Low tax jurisdictions have met the challenge head-on and one defining change has been that the tax benefits that attract foreign investment and wealth apply similarly to locals.
Yet the battle rages on. The OECD has introduced a blacklist of countries that direct a country’s central bank to issue guidelines particularly on the source of funds. An individual with a UK or Eurozone bank account cannot transfer funds to a blacklisted country. The depositor cannot do with his money want he wants, where tax has been paid; is this equitable?
The need to diversify is more important than ever
Many companies and individuals for many reasons including security diversify their asset base across more than one country. This applies in particular to families that are located in countries where political and economic policies are uncertain. Disruption is mirrored by the performance of the country’s currency versus the traditional hard currencies of the world like the sterling, US dollar and euro.
The globalisation of the world where people movement, not immigration is an ever-increasing trend has caused the phenomenon of multiple residences and or citizenships. Capital-hungry countries now offer this in exchange for investment, usually in property. Why property? It is an industry that provides multiple employment upskilling opportunities for locals and the expansion of the economy. Where the low tax jurisdiction also is a dream destination the further advantages of increased tourism are enormous.
A new factor: The Covid-19 pandemic has made people realise that there are countries with well-organised healthcare systems that have minimised the impact of the pandemic whilst others including mature economies have muddled their way through.
People want the freedom to travel, to diversify wealth and to know that they are not prisoners to political, health, tax or economic disruption and uncertainty.
How do you choose a country that makes sense today and in the future?
The checklist: safety and security, healthcare and the environment, sports, hobbies and culture, education opportunities, language and so on.
Most countries offer this but for me, top of my checklist: What taxes do I pay and what currency is my wealth measured in? And wealth is not capital but capital producing an income stream, passive income, assets working that protects my standard of living and future lifestyle.
Golden visa residency and citizenship programmes
The demand for multiple residences and passports has given countries that offer such programmes financial lifelines in the past 15 years and the industry has blossomed as global residence and citizenship demand increases. The mainstream programmes are: in exchange for property investment, for personal use or for providing hard currency passive income or both, residency and citizenship is earned. Unlike immigration where the individual and family are assessed, golden visa programmes only turn down persons with criminal records or unpalatable political track records (PEPS)

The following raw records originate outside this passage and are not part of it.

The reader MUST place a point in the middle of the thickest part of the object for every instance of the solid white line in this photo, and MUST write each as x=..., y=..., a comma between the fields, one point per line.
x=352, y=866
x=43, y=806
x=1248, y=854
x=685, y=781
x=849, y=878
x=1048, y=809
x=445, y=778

Let us evaluate tax benefits
Popular destinations for persons from Africa: Greece, Portugal, Mauritius and Cyprus.
The concept and benefits of “tax havens” will always exist as people seek to protect their families and wealth in uncertain and disruptive times.
Governments who tax in exchange for poor personal safety, security and other social and democratic benefits will be voted out, and we are not talking only about politics, but by citizens who move at the very least tax residency. The advent of golden visa programmes and the concept of a world without borders, global residency and citizenship continue to gain momentum.
Losers will be countries that treat their tax residents unfairly and people who do not take measures to diversify assets and residencies.